There may have been something like ice cream cones before 1904, but the Fair made them an American icon. Different versions circulate about which vendor started using cones for ice cream at the Fair. (Origin stories are often disputed except by conservative Supreme Court judges who know with precision the original meanings of constitutional provisions.) But thousands upon thousands of ice cream cones were sold in St. Louis that summer. Soon they were appearing everywhere in the United States and new, ingenious machines were made and perfected in the United States for the fabrication of cones. Within a few years of 1904, the ice cream cone became an America icon.
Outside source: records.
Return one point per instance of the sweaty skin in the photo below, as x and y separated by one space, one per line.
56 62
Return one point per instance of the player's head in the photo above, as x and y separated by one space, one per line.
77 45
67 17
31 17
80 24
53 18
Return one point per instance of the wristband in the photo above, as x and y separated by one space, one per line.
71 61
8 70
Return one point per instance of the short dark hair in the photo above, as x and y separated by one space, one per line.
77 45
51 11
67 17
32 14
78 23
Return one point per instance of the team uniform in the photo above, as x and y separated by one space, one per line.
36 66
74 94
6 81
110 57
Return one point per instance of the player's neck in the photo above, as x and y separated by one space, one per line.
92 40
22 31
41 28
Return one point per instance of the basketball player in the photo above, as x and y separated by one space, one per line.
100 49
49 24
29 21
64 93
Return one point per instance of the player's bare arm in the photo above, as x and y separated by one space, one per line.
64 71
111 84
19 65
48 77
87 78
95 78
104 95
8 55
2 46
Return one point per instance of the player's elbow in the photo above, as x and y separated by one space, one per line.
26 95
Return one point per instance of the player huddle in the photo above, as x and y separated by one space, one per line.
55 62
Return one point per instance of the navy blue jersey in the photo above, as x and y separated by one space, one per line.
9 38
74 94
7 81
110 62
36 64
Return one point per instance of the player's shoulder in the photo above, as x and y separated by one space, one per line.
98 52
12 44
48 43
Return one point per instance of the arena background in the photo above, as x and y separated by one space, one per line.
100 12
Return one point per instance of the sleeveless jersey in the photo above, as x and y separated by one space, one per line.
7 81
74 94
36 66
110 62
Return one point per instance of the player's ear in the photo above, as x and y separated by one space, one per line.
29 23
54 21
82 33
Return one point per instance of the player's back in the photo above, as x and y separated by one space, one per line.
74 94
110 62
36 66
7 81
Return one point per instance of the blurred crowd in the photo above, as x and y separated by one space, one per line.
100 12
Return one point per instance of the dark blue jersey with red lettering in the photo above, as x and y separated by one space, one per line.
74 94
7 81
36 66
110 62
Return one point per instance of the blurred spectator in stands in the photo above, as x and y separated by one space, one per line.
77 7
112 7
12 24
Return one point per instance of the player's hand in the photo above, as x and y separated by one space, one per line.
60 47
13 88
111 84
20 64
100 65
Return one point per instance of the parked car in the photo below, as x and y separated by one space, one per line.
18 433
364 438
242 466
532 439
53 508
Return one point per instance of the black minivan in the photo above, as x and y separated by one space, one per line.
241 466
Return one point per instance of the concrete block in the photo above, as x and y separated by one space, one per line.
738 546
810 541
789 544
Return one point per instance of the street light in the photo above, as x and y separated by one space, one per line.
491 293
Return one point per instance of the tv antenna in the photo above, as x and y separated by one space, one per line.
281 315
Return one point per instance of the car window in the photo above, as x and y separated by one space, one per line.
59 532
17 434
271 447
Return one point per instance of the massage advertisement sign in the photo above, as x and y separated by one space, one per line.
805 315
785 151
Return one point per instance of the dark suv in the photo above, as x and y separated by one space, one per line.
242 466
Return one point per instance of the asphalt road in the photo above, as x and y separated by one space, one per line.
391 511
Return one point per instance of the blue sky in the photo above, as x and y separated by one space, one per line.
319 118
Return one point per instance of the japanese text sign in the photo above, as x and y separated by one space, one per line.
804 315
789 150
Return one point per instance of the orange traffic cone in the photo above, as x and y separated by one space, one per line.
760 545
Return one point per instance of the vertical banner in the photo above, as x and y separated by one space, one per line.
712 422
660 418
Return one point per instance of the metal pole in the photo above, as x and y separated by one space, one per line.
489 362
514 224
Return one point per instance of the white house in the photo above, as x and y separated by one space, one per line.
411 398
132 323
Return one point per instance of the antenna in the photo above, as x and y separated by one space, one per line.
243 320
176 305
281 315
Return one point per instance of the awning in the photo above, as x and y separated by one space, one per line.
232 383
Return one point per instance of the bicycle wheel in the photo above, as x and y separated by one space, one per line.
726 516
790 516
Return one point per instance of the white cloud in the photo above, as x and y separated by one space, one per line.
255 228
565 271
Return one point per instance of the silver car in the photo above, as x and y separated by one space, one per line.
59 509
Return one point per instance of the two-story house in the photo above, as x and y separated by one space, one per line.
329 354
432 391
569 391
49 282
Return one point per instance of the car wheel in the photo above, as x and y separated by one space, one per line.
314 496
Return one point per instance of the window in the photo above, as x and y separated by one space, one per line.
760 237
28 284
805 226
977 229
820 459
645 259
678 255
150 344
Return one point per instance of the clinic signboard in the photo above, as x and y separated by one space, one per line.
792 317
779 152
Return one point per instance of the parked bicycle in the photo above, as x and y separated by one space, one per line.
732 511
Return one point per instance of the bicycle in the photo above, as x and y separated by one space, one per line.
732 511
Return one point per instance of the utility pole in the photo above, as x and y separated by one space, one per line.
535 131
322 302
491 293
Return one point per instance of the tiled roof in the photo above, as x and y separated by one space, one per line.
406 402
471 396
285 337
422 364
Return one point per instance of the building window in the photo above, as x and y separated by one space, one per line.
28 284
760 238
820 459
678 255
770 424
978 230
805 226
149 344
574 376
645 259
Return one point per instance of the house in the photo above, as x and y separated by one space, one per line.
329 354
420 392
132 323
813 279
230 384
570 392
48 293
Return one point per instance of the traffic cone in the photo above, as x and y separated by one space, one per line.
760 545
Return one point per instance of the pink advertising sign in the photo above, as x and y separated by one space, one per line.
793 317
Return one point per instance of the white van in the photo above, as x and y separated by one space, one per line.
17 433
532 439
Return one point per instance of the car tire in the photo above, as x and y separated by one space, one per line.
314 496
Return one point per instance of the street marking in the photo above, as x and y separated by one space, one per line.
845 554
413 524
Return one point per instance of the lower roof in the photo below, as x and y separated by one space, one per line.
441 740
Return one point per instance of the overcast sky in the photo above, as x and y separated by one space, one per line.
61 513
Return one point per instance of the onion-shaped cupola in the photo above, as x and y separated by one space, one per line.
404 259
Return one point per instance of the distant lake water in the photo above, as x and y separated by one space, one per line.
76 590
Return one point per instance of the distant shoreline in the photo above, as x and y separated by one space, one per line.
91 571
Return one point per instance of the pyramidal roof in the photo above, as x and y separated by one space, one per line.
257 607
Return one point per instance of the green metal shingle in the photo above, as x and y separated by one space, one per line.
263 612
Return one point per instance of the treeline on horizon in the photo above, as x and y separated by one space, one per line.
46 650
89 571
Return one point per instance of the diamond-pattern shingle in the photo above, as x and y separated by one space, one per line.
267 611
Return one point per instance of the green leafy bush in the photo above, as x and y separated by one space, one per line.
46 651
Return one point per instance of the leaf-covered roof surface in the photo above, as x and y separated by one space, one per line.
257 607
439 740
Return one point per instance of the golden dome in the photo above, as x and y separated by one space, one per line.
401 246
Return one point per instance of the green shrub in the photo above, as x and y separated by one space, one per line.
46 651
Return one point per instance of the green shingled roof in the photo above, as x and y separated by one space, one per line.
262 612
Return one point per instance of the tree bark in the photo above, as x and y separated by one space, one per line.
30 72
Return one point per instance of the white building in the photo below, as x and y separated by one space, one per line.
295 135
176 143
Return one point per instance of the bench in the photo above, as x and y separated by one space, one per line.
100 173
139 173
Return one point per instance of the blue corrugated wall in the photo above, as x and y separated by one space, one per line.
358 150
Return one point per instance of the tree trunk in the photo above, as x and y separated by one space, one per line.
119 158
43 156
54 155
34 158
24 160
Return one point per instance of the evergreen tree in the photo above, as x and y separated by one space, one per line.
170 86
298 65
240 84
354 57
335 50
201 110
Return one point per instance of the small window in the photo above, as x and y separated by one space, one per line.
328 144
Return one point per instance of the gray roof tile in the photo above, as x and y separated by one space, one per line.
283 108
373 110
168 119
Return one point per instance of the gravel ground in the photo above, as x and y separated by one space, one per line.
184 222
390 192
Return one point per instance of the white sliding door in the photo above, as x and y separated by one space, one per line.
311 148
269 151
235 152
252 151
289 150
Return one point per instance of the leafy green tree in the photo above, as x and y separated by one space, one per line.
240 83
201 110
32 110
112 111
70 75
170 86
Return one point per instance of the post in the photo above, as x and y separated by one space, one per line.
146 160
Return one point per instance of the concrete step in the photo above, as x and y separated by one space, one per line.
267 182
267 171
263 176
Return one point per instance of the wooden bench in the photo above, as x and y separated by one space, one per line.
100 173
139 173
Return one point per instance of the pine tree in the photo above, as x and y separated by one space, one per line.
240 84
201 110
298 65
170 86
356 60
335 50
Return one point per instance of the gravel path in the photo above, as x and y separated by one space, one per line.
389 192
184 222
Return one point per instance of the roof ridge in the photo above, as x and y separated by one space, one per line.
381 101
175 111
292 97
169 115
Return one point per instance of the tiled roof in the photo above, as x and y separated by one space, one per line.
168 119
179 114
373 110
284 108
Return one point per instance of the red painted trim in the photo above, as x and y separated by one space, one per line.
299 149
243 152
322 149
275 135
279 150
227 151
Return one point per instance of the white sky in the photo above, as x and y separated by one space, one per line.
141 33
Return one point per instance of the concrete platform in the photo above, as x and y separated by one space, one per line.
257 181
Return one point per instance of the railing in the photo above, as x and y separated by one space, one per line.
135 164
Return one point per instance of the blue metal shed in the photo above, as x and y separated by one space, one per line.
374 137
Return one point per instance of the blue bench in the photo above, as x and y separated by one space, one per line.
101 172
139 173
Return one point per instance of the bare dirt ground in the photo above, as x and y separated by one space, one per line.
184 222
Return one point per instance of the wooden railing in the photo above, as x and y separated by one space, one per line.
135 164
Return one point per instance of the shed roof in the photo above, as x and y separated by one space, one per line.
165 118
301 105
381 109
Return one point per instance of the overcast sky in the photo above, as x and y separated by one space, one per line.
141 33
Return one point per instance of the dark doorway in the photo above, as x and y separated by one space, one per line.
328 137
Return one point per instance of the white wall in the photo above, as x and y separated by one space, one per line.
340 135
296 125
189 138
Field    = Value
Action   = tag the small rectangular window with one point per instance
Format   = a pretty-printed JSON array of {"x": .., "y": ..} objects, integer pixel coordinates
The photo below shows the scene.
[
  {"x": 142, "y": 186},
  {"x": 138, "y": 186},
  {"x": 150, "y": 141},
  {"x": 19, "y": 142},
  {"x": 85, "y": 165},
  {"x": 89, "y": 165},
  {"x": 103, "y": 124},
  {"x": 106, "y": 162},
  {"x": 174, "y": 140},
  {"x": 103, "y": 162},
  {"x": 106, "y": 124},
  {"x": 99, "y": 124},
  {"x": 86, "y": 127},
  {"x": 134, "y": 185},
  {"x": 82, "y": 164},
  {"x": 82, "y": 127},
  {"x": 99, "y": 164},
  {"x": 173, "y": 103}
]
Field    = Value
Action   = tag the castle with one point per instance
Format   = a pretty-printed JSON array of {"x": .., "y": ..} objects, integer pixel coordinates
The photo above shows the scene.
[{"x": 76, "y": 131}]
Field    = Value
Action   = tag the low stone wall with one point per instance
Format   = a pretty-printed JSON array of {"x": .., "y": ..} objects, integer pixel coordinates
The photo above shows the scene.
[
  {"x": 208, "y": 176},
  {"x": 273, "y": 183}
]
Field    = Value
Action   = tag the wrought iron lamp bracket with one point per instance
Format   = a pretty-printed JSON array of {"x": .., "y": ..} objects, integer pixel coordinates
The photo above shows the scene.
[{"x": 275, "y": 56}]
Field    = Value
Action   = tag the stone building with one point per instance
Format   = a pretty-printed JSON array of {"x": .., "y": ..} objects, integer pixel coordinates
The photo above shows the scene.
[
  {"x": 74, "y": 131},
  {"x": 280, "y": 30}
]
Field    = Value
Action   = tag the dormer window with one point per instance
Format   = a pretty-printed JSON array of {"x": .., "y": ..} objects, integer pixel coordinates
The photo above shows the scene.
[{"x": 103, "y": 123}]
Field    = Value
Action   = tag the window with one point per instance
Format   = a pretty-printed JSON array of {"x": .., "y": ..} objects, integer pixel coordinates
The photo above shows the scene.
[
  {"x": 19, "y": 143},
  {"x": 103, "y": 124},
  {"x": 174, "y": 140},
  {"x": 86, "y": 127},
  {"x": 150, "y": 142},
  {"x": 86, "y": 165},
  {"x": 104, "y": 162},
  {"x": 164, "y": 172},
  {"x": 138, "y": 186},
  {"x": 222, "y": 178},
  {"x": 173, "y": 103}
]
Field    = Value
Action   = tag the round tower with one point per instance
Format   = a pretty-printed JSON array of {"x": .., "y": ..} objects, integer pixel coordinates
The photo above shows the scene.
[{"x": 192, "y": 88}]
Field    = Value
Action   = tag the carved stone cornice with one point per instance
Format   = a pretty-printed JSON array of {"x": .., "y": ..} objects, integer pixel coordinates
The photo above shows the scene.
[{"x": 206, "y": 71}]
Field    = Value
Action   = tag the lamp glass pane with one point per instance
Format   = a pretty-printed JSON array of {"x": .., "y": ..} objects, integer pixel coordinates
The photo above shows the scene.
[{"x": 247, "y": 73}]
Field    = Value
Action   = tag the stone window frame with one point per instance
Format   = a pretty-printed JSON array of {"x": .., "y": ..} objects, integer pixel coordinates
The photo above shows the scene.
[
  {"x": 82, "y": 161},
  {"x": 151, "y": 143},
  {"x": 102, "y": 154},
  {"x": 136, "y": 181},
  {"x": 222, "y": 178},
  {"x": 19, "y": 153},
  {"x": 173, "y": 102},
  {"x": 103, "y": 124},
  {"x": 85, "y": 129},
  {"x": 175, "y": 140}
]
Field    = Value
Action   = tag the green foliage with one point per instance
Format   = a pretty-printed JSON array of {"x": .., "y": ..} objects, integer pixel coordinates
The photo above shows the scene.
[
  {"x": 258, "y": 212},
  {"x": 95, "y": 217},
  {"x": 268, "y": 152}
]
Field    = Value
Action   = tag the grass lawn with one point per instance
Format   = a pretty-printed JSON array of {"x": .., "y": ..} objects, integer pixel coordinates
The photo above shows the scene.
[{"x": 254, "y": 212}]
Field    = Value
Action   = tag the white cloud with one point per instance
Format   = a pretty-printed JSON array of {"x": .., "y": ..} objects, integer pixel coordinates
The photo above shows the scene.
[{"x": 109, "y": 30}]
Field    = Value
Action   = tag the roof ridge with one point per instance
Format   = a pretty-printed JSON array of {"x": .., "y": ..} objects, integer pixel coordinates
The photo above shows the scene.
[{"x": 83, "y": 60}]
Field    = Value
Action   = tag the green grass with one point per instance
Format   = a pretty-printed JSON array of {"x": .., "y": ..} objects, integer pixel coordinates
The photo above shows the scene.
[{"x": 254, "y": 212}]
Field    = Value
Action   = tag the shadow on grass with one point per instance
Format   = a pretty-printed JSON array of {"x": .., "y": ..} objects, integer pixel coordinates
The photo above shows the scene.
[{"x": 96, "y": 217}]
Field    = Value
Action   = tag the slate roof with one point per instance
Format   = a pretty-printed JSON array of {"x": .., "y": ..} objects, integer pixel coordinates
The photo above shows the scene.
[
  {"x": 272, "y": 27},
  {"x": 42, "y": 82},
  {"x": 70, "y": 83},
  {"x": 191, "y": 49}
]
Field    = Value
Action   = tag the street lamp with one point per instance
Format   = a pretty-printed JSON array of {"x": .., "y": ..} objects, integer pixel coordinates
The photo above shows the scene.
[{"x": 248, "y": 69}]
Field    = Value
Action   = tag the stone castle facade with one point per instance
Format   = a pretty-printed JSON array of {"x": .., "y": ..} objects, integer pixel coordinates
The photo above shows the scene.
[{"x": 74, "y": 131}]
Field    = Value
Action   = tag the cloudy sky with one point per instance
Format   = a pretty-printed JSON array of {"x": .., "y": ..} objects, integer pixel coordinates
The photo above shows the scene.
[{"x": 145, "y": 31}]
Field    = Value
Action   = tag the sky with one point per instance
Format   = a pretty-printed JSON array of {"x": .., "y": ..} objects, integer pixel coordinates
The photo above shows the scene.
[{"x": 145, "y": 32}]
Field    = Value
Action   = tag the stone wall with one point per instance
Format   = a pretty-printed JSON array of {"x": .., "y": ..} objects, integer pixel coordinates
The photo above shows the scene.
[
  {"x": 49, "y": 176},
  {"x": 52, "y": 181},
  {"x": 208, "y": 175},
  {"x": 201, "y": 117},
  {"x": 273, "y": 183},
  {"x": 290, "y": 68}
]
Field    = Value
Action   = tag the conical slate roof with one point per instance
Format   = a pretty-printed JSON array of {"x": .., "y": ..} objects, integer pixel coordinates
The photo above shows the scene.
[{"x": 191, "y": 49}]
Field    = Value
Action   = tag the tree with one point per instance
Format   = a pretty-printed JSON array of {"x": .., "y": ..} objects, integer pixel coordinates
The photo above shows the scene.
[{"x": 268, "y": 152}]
We may say something is as American as apple pie, but saying something is as American as an ice cream cone would be even better. And that stems from that St. Louis World’s Fair

In spite of what Heywood Broun said (“I doubt whether the world holds for any one a more soul-stirring surprise than the first adventure with ice-cream.”), I don’t remember my first taste of ice cream. I do know that I have enjoyed it in many ways. It has given me pleasure on top of a brownie or a slice of cherry pie or chocolate cake or peach cobbler. (The spouse makes a great peach cobbler.) I have loved ice cream in the eponymous ice cream sandwich. I have enjoyed it covered with chocolate or salty caramel sauce. It has been great with strawberries in season and in a banana split. Even though it is stupid, I have had admiration for it in a Baked Alaska. I have enjoyed it straight out of the carton with the light from an open freezer door. (A sage person has said, Never ask a woman who is eating ice cream from a carton how her day was.) I have enjoyed it in many flavors and in soft-serve and hard versions.

And, yes, I have enjoyed ice cream simply spooned out of a bowl. But if you want that, use a real bowl and a real spoon. Ice cream from a disposable cup with a little plastic spoon or worse, one of those wooden paddles, is not the same thing. (Yes, I have had many Dixie Cup ice creams, but they came from convenience stores where an ice cream cone was not an option.) And at home, the bowl and spoon can be washed and used again unlike disposable cups from an ice cream shop. A cone does not contribute to landfill problems. If you want to spoon ice cream into your mouth, buy some, go home, and enjoy it out of a real bowl.

You should buy an ice cream cone when you can not only because it is the American way (Do Russians stand around the Kremlin with a cone?), but also for the sensory experience. Licking ice cream from a cone is a different sensual pleasure from the other ways to enjoy it, and when a cone is available, take the opportunity. The ice cream cone, not that prissy cardboard cup and plastic spoon, is not only the American way, it affords pleasure in a way other servings of ice cream do not.

I can already imagine the rejoinder. I don’t buy an ice cream cone for my kid because I don’t want my Mackenzie or Madison to experience that feeling when a scoop falls off and splats on the pavement. A kid who has not experienced a skinned knee has not truly experienced childhood. A child who has not suffered the tragedy of melting ice cream on the sidewalk is not ready for adulthood. Your snowflake will suffer worse than an ice cream cone mishap in life. They may have already by drawing overprotective parents.

Buy yourself an ice cream cone. Buy your kids ice cream cones. Be an American. Enjoy all that life offers.